Katholische Freiwilligendienste im Oldenburger Land fordern mehr Zuschüsse

Katholische FSJ-Träger: Niedersachsen benachteiligt uns

Die Träger katholischer Freiwilligendienste in Niedersachsen sehen sich von der Landesregierung benachteiligt. Träger für ein allgemeines Freiwilliges Soziales Jahr (FSJ) erhielten für ihre Arbeit weniger Zuschüsse aus Landesmitteln, sagte Frank Tönnies, Geschäftsführer der „Katholischen Freiwilligendienste im Oldenburger Land“ (KFWD), im Gespräch mit „Kirche-und-Leben.de“. Sie seien schlechter gestellt als Anbieter von Freiwilligendiensten in Ökologie (FÖJ), Politik, Sport und Kultur.

Nach Angaben von Tönnies erhalten solche Träger bis zu 100 Euro Landes-Zuschuss mehr pro Teilnehmer und Monat als Anbieter eines allgemeinen FSJ. Diese Schlechterstellung sei nicht hinnehmbar, so Tönnies: „Wir wollen nicht benachteiligt werden.“

„Wir vermitteln nicht nur Abiturienten“

Frank Tönnies.
Frank Tönnies ist Geschäftsführer der KFWD. | Foto: Franz Josef Scheeben

Die FSJ-Träger leisteten auch im Hintergrund einen wichtigen sozialen Beitrag, sagte Tönnies.

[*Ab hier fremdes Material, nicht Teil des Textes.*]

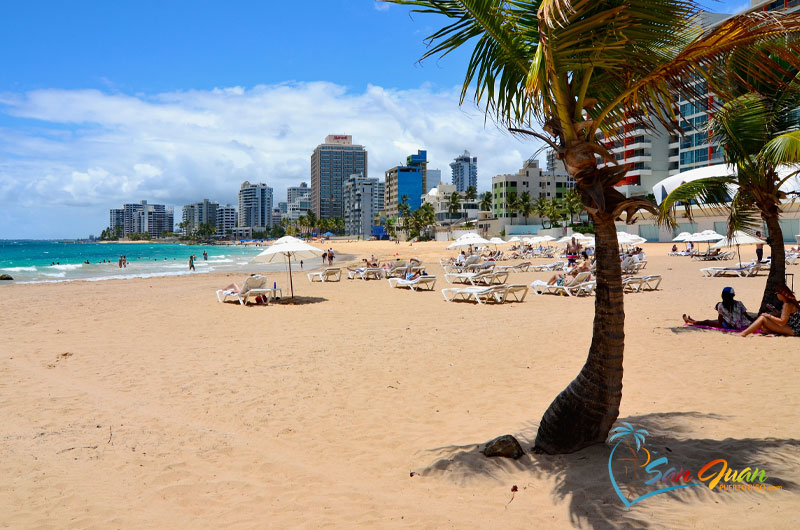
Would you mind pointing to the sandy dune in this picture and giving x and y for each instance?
(147, 404)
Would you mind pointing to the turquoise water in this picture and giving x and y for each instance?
(42, 261)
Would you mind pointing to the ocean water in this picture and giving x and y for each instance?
(52, 261)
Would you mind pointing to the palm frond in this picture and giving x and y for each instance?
(783, 149)
(703, 193)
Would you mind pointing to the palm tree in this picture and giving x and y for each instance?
(576, 68)
(525, 206)
(572, 204)
(758, 128)
(486, 202)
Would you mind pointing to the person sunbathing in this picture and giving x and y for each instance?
(233, 288)
(788, 323)
(584, 265)
(732, 314)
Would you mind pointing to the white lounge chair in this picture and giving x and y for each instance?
(365, 273)
(572, 288)
(555, 266)
(517, 291)
(253, 286)
(479, 294)
(429, 282)
(333, 274)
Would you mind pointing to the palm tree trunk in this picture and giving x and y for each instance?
(777, 268)
(583, 413)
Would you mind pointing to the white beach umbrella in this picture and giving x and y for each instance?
(285, 249)
(738, 238)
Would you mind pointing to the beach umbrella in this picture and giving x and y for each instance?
(738, 238)
(286, 248)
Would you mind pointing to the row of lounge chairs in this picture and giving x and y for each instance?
(742, 270)
(482, 295)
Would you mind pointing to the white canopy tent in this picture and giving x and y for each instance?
(669, 184)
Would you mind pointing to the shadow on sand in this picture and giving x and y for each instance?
(299, 300)
(582, 478)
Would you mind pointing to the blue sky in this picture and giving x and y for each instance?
(110, 102)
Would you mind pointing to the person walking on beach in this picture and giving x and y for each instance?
(759, 247)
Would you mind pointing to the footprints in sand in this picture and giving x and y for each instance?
(60, 357)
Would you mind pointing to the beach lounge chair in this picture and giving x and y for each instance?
(466, 277)
(365, 273)
(253, 286)
(516, 291)
(479, 294)
(555, 266)
(423, 283)
(332, 274)
(573, 287)
(742, 270)
(490, 278)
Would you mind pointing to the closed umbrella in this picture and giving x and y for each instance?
(286, 248)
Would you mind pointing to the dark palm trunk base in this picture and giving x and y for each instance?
(584, 412)
(777, 269)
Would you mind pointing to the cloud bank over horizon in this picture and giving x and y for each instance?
(67, 156)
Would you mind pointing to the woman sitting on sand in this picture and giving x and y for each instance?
(786, 324)
(732, 314)
(584, 265)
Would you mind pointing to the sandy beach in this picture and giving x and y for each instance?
(145, 403)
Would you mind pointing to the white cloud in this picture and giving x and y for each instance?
(92, 150)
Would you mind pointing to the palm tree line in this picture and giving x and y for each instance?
(576, 70)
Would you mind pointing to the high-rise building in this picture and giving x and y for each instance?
(295, 192)
(433, 179)
(363, 200)
(464, 172)
(226, 219)
(255, 206)
(331, 163)
(153, 219)
(406, 181)
(195, 214)
(116, 218)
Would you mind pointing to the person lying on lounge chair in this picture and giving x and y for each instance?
(233, 288)
(584, 265)
(732, 314)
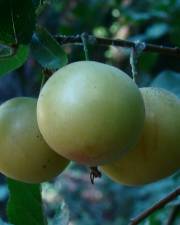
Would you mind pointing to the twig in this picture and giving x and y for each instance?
(173, 215)
(62, 39)
(155, 207)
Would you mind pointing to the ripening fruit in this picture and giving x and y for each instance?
(90, 112)
(157, 153)
(24, 155)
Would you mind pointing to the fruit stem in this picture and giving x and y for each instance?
(155, 207)
(84, 37)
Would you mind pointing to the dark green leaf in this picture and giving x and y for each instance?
(168, 80)
(9, 63)
(47, 51)
(17, 21)
(25, 205)
(147, 61)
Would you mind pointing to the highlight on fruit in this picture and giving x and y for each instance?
(90, 112)
(24, 155)
(157, 153)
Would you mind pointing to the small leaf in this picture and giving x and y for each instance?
(9, 63)
(25, 204)
(47, 51)
(17, 21)
(168, 80)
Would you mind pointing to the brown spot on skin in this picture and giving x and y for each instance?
(44, 166)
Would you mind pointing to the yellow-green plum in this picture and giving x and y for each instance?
(90, 112)
(157, 154)
(24, 155)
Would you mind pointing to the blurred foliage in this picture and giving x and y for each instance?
(71, 199)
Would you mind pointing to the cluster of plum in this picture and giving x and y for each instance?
(94, 114)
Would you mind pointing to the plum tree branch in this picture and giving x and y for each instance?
(76, 39)
(160, 204)
(175, 211)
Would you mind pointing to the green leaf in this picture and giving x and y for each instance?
(25, 204)
(47, 51)
(17, 21)
(12, 62)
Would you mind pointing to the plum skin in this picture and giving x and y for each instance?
(157, 153)
(90, 112)
(24, 155)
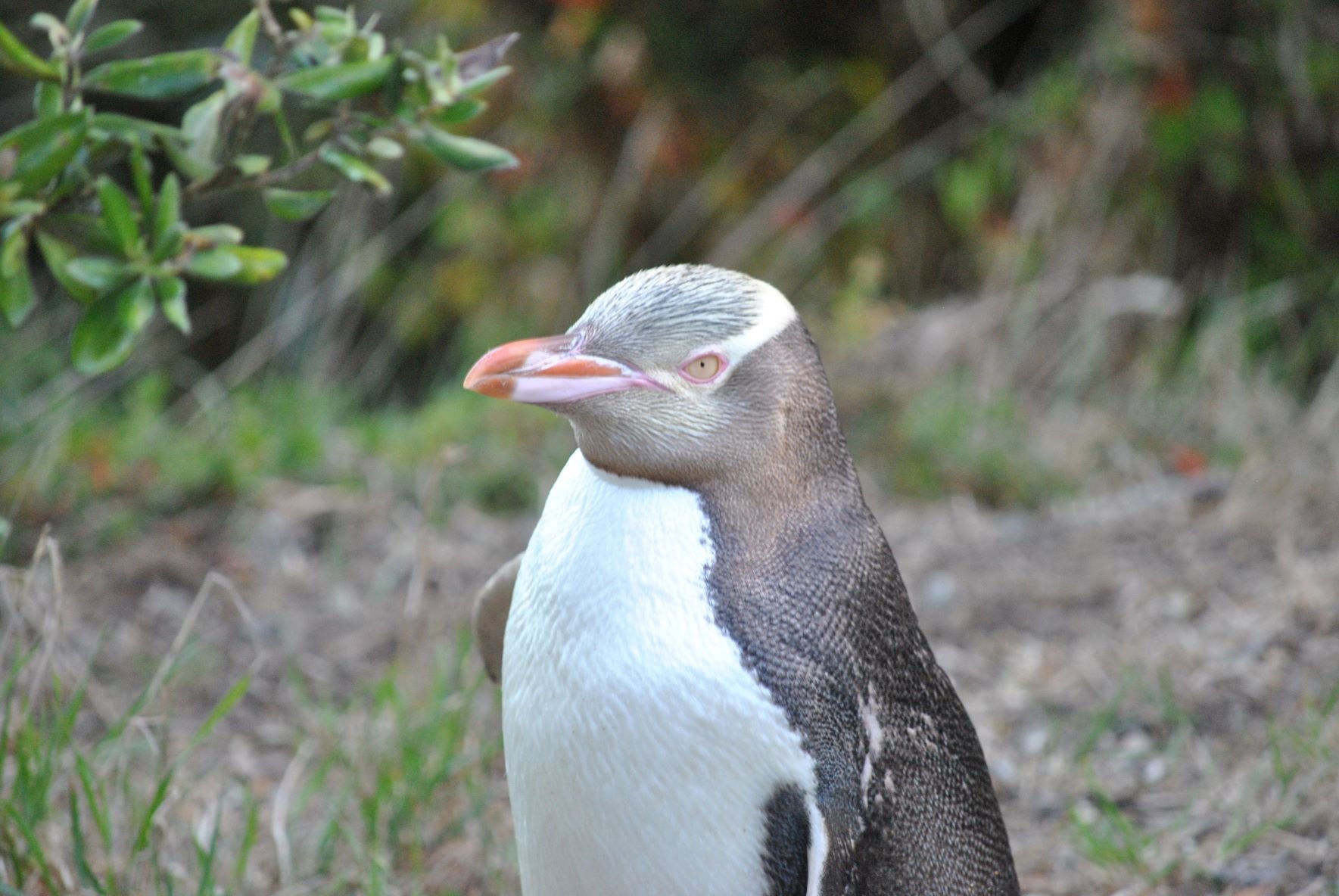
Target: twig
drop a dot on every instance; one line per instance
(283, 798)
(212, 580)
(928, 22)
(47, 548)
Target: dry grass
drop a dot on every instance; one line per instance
(1154, 675)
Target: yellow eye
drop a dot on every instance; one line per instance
(703, 369)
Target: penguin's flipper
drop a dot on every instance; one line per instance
(492, 605)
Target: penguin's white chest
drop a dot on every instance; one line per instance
(640, 753)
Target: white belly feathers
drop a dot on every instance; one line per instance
(639, 750)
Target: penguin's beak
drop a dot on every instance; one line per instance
(550, 370)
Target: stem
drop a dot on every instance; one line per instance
(285, 134)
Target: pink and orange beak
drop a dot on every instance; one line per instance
(550, 370)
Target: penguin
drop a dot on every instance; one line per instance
(712, 678)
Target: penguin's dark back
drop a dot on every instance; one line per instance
(805, 583)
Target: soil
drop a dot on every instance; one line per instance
(1149, 671)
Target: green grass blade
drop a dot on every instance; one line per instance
(249, 835)
(81, 848)
(95, 801)
(141, 842)
(207, 857)
(220, 710)
(35, 851)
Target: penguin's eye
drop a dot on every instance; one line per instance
(703, 369)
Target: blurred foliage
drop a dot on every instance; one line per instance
(348, 95)
(830, 151)
(133, 446)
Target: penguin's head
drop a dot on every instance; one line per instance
(674, 374)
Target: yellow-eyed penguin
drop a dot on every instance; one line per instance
(712, 680)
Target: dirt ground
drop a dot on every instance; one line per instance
(1153, 673)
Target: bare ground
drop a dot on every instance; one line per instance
(1153, 673)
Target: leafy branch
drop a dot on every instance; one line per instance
(335, 95)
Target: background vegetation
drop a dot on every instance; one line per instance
(1074, 268)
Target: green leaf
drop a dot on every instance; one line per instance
(58, 255)
(79, 15)
(461, 110)
(45, 148)
(257, 263)
(97, 272)
(241, 39)
(172, 299)
(106, 334)
(296, 205)
(385, 148)
(167, 209)
(252, 163)
(217, 233)
(17, 58)
(118, 216)
(339, 82)
(14, 250)
(355, 169)
(214, 264)
(141, 172)
(17, 297)
(113, 34)
(201, 129)
(162, 76)
(465, 153)
(135, 132)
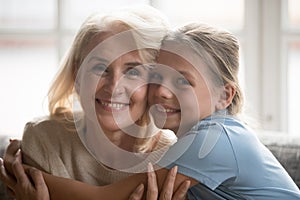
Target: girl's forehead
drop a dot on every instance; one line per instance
(178, 62)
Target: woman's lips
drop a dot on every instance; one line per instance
(112, 106)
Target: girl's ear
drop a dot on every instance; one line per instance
(77, 86)
(226, 96)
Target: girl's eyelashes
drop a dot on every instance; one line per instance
(99, 69)
(133, 73)
(183, 82)
(155, 77)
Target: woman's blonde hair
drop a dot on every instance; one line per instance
(222, 48)
(149, 27)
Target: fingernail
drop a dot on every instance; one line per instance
(140, 188)
(150, 167)
(187, 184)
(18, 152)
(174, 170)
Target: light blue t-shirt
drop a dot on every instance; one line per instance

Träger für das FÖJ und ähnliche Dienste vermittelten „zu 90 Prozent“ Abiturienten an Einsatzstellen. Das sei beim FSJ anders. „Wir arbeiten auch mit Menschen, die viel mehr Begleitung brauchen – bei der Arbeit selbst wie auch in den Bildungswochen.“ Für diesen Einsatz fordere er „mehr Wertschätzung der Politik“.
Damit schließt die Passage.